In fall, native plants in the Uwharries offer up a bounty of fruits for wildlife and humans alike.
Muscadines seemed to ripen a little early this year. My mom and I picked dozens of deep purple berries in mid-August. Their musky scent helped us locate several vines. Their flavor is just as intense. There’s nothing quite like picking a warm muscadine and popping it into your mouth – biting through the thick, tart skin then extracting the sweet, gelatinous heart. Instead of spitting out the hulls, I chew them until the bitter tannins make my jaws ache.
My great-grandmother used them to great effect in her muscadine preserves. No refined jellies for her. She squeezed out the innards, got rid of most of the seeds then threw the hulls in the pot. This snout-to-tail approach is back in vogue – a trendy restaurant in Atlanta currently serves a muscadine custard tart, hulls included, for $8 a pop. I imagine Grandma Noona laughing and saying, “Well I hope my never!” She wasn’t trying to make a big statement with her muscadine preserves – she was simply poor and resourceful – but she knew they were something special. My mom still recalls the way the hulls plumped up with little globs of jelly.
Pawpaws generally ripen around this time as well. The fruits are about the size of a National Pickler. At their best, they have a creamy texture and the sweetness of mango or banana. Because of their brief shelf-life, pawpaws have never gone into widespread commercial production. While this species isn’t common in the Uwharries, in moist bottomlands, it can grow in large colonies. (Think of the lyrics “way down yonder in the pawpaw patch.”) The trees themselves look tropical, with smooth, thin bark and large, light green leaves that turn golden in fall. They act as larval hosts for the zebra swallowtail butterfly. The maroon blooms resemble a tricorner hat and appear before the leaves mature. Their faint, fetid smell attracts few pollinators. People sometimes put out rotten fruit, or even roadkill, near their trees to entice fruit flies and blowflies to the task.

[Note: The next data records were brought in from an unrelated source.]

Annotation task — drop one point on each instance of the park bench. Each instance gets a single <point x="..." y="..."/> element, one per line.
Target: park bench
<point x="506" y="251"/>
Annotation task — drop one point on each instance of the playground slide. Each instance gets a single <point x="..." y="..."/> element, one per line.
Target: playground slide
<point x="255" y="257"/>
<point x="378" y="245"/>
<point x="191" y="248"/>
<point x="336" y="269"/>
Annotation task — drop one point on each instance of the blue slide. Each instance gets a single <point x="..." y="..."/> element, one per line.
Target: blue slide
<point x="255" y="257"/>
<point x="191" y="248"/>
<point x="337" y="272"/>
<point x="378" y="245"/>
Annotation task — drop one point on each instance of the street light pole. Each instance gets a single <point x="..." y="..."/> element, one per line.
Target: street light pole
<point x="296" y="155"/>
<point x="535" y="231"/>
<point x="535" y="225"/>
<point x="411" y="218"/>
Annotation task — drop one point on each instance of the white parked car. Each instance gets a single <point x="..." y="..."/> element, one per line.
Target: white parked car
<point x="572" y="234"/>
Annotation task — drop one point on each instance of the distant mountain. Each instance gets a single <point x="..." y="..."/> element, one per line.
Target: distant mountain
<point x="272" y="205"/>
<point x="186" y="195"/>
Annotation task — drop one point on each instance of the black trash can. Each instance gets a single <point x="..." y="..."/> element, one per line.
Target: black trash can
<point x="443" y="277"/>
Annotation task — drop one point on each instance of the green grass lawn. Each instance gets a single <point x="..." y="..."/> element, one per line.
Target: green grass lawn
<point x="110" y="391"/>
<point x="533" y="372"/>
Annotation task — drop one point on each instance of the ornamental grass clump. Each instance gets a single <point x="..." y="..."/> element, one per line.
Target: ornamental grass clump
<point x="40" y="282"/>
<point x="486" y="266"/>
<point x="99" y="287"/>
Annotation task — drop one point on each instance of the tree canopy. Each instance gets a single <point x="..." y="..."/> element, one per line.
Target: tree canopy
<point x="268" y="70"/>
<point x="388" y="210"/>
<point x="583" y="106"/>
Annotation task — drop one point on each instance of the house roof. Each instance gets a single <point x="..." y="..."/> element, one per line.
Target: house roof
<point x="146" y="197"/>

I was taught to wait for a good, hard frost before gathering persimmons. The weather probably plays a role in ripening them, but the advice is really more about patience. You have to wait until they’re ready to fall off the tree or else they’ll pucker your mouth. It’s nice to eat a few out of hand as you work, but it’s hard to think of any higher calling for this humble fruit than persimmon pudding. The number of recipes probably rivals the number of trees in the Uwharries. A Google search resulted in 16,100 hits. I imagine that number would double if church cookbooks were available on-line.
Collecting food from the woods is satisfying on many levels. Foraging for seasonal fruits connects us with the rhythms of nature. And who doesn’t enjoy getting something for free? Maybe it takes us back to the days of our hunter/gatherer ancestors. But bear in mind that flavor and quality can vary among plants in the wild. If you want consistently tasty fruit, buy a cultivar from a reputable nursery. And be prepared to share the bounty with our local wildlife.